And to really get you in the mood, you might like to re-read a couple of my crime writing interviews for writing.ie :

Alex Barclay (November, 2014)
Alan Glynn (June, 2013)

Interview: Holly Seddon – Try Not To Breathe

Try Not To Breathe - Holly Seddon

Holly Seddon is a freelance journalist whose work has been published on national newspaper websites, magazines and leading consumer websites. Try Not To Breathe is her debut novel and has already been hailed as ‘the most original psychological thriller of 2016.’ While according to Tess Gerritsen, one of my favourite authors, this novel has: ‘A razor-sharp, fast paced plot and wonderfully complex characters. Not since The Girl on the Train have I been so captivated by a work of suspense.’

Naturally, my expectations were high and I was delighted to find that Try Not To Breathe delivered:

Alex is sinking.

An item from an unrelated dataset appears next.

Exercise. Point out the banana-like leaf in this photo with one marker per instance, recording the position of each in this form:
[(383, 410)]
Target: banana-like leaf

Slowly but surely, she’s cut herself off from everything but her one true love – drink. Until she’s forced to write a piece about a coma ward, where she meets Amy.

Amy is lost. When she was fifteen, she was attacked and left for dead in a park. Her attacker was never found. Since then, she has drifted in a lonely, timeless place. She’s as good as dead, but not even her doctors are sure how much she understands.

Alex and Amy grew up in the same suburbs, played the same music, flirted with the same boys. And as Alex begins to investigate the attack, she opens the door to the same danger that has left Amy in a coma…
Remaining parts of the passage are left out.